Updated: Oct 8, 2019


Hi there…my name is Martha! You don't know me yet, but you will.

Last Friday, I was at the opening of off the WALL Productions’ Not Medea. I wasn't late but I was almost late, but it didn't matter because I got a seat in the front row anyway! VIP! I looked around and saw some people I knew… actors, reviewers, the playwright, and plenty of people I didn’t. Ah… I was ready for a night of theater.


Suddenly, a woman came on stage and started talking to the audience. How unusual, I thought. And then she took a seat in the house, right next to me! She started talking to me and asking me questions. It was thrilling! I got to be part of the show!


I interviewed myself about my experience below.





Starring Drew Leigh Willams, Allan Snyder and Elizabeth Boyke, Not Medea is so good and so not scary at all! Here is what some others had to say:


In his review, Mike “Buzz” Buzzelli of Burgh Vivant writes, “(Williams) is marvelous in her (still a secret) role. She commands the stage. She is bright and beautiful, harried and horrifying. Sliding up and down a scale of varying emotions.”


Rick Handler of Entertainment Central agrees, “Drew Leigh Williams is phenomenal in the role of Woman… (as she) almost cathartically, reveals information about her painful life… with a casual intensity with tinges of humor. And the humorist Gulliver of Breaking Burgh notes of Williams’ Woman: “It is a command performance and she nails the early jokes with ease (yes there are jokes)”.


The scantily clad Allan Snyder (am I allowed to say that!?) portrayed a perfectly obnoxious Jason. Gulliver writes, “Some of the most straight-up entertaining moments come from Medea’s interactions with her husband, fleece fetishist and major male privilege beneficiary Jason. Allan Snyder goes to town with the role and it’s a treat. He can’t gaslight the street-smart (dirt-path-smart?) Medea but he manages to do something arguably worse – he gaslights himself into believing his own bullshit so completely he makes you want to kill some kids just to knock him off his pedestal ”.

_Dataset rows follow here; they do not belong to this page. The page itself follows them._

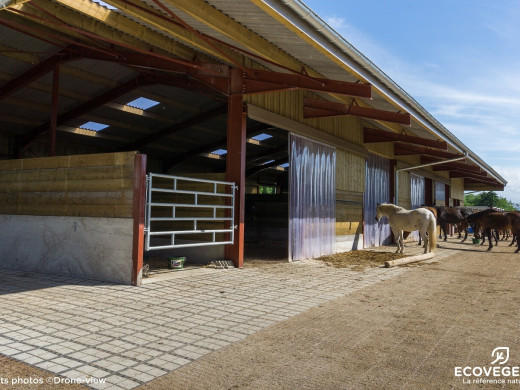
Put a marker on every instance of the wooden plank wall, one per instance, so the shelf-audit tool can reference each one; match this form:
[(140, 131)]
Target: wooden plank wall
[(457, 189), (93, 185), (350, 185)]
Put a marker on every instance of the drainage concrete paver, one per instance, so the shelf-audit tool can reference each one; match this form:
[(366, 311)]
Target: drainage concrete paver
[(127, 336)]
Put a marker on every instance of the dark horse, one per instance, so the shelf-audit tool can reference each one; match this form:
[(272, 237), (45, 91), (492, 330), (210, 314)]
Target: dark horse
[(490, 219), (450, 215), (474, 221)]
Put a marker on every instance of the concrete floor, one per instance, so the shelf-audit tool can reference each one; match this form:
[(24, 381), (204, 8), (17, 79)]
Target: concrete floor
[(130, 336)]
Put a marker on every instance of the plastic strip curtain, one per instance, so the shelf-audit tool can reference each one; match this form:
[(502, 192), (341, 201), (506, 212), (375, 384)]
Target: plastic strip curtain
[(377, 189), (417, 187), (312, 198), (440, 194)]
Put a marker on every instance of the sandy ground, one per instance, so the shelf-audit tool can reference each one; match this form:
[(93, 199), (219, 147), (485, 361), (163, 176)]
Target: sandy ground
[(407, 332)]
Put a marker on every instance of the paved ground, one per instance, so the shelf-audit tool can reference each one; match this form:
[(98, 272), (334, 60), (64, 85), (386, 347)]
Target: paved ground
[(382, 328)]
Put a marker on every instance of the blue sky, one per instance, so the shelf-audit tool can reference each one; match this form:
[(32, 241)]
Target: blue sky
[(460, 59)]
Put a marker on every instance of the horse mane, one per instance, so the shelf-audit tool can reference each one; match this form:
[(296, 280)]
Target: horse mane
[(390, 206)]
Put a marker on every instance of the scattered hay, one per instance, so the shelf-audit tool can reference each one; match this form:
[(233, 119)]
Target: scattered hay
[(360, 259)]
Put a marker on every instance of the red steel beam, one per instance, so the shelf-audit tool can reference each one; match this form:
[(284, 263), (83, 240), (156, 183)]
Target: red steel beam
[(35, 72), (313, 108), (374, 135), (138, 207), (254, 170), (236, 163), (259, 81), (401, 149), (459, 174), (85, 108), (458, 165), (54, 113)]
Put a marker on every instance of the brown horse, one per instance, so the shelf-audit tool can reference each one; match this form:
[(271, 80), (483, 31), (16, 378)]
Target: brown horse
[(450, 215), (499, 221)]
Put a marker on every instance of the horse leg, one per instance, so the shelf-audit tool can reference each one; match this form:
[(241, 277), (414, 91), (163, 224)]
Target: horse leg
[(465, 234), (425, 238), (396, 235), (488, 233)]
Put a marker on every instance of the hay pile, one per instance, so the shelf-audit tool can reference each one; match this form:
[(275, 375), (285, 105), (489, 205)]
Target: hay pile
[(360, 259)]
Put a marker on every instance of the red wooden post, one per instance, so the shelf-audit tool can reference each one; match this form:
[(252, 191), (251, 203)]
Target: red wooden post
[(139, 201), (54, 113), (236, 162)]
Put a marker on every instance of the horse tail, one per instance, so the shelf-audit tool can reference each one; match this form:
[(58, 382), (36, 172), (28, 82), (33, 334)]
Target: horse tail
[(432, 235)]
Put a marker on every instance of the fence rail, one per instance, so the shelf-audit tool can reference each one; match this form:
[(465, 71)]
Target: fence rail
[(171, 201)]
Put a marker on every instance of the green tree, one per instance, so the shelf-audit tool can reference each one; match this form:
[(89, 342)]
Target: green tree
[(490, 199)]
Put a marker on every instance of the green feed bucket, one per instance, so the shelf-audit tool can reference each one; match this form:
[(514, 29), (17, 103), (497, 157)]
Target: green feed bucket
[(176, 262)]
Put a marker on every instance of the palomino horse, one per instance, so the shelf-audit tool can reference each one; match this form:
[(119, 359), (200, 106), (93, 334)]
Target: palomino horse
[(447, 215), (401, 219), (434, 211)]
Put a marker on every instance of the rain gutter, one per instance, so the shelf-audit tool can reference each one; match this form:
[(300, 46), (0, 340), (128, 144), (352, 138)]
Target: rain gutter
[(320, 32), (396, 201)]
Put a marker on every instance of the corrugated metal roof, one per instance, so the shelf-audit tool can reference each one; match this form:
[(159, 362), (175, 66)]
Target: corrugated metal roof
[(85, 79)]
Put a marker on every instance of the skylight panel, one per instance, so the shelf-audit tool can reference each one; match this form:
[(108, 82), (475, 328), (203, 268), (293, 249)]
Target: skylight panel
[(110, 7), (142, 103), (94, 126), (262, 137)]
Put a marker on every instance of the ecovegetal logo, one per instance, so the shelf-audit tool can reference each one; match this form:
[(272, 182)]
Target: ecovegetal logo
[(496, 373)]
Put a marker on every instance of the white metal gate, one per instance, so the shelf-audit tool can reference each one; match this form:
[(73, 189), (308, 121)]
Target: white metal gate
[(187, 212)]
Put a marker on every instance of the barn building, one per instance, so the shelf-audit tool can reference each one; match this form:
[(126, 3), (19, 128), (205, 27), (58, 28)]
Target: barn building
[(208, 128)]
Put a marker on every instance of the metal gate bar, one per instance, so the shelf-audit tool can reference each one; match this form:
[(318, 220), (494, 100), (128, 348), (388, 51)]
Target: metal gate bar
[(227, 196)]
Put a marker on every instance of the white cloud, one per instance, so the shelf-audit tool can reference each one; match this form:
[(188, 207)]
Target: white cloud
[(477, 98)]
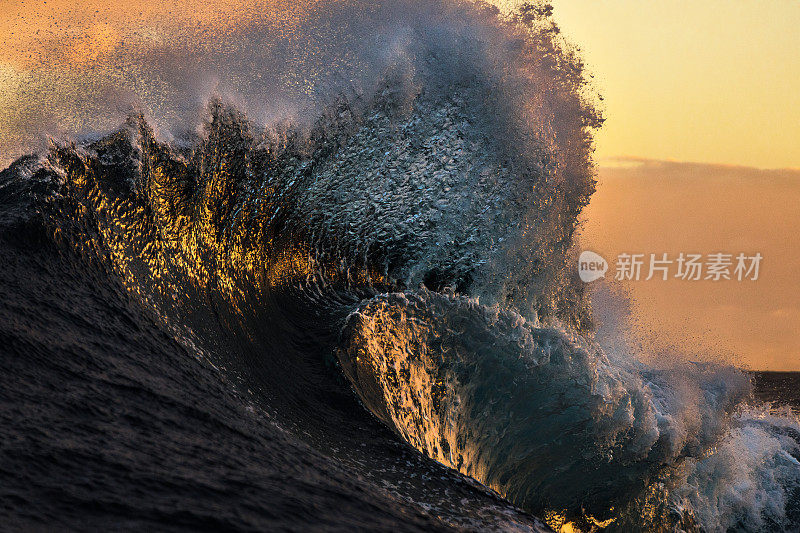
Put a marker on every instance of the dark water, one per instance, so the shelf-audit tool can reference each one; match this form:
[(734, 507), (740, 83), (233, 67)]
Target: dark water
[(359, 321), (106, 422), (778, 388)]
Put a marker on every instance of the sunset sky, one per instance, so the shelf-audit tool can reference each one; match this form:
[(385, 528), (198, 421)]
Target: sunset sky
[(700, 97)]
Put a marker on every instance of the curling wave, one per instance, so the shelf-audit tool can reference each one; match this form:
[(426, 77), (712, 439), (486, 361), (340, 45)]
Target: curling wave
[(420, 231)]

I’m not sure I agree with Rick Handler’s perspective on the scene with Allan Snyder: “He also has several hot make-out sessions with Medea on the large bed at center stage,” but the commentary made me chuckle, and who knows, maybe this will bring more people to the show! Sex, violence, passion, dead babies? Gulliver is right on in his Breaking Burgh review, “Seems those ancients were hankering for Jerry Springer melodrama as much as us moderns.” JER-RY! JER-RY!




Elizabeth Boyke’s Chorus is devoted and supportive. Handler writes, “Boyke excels in her role, especially when she softly but emphatically tries to talk Medea out of doing harm to her children.” I think Boyke is more loud than soft when she pleads with Medea, but she pleads with great fervor and heart. Mike Buzzelli notes: “The Greek Chorus (Elizabeth Boyke) wails and shrieks. Is she merely the chorus? Does she know she’s in a play? It gets weird, if fun and fantastic ways.”


“The 90-minute production (with no intermission) runs like clockwork. In a conversation at the reception, Director Allison Weakland said that it was easy directing such talented actors. The intimate setting of off the WALL’s theater gives audience members a chance to see the actors ply their craft up close, not from a distance” writes Handler.


You have two more weekends to see the show. Who knows, maybe you'll get to be VIP too!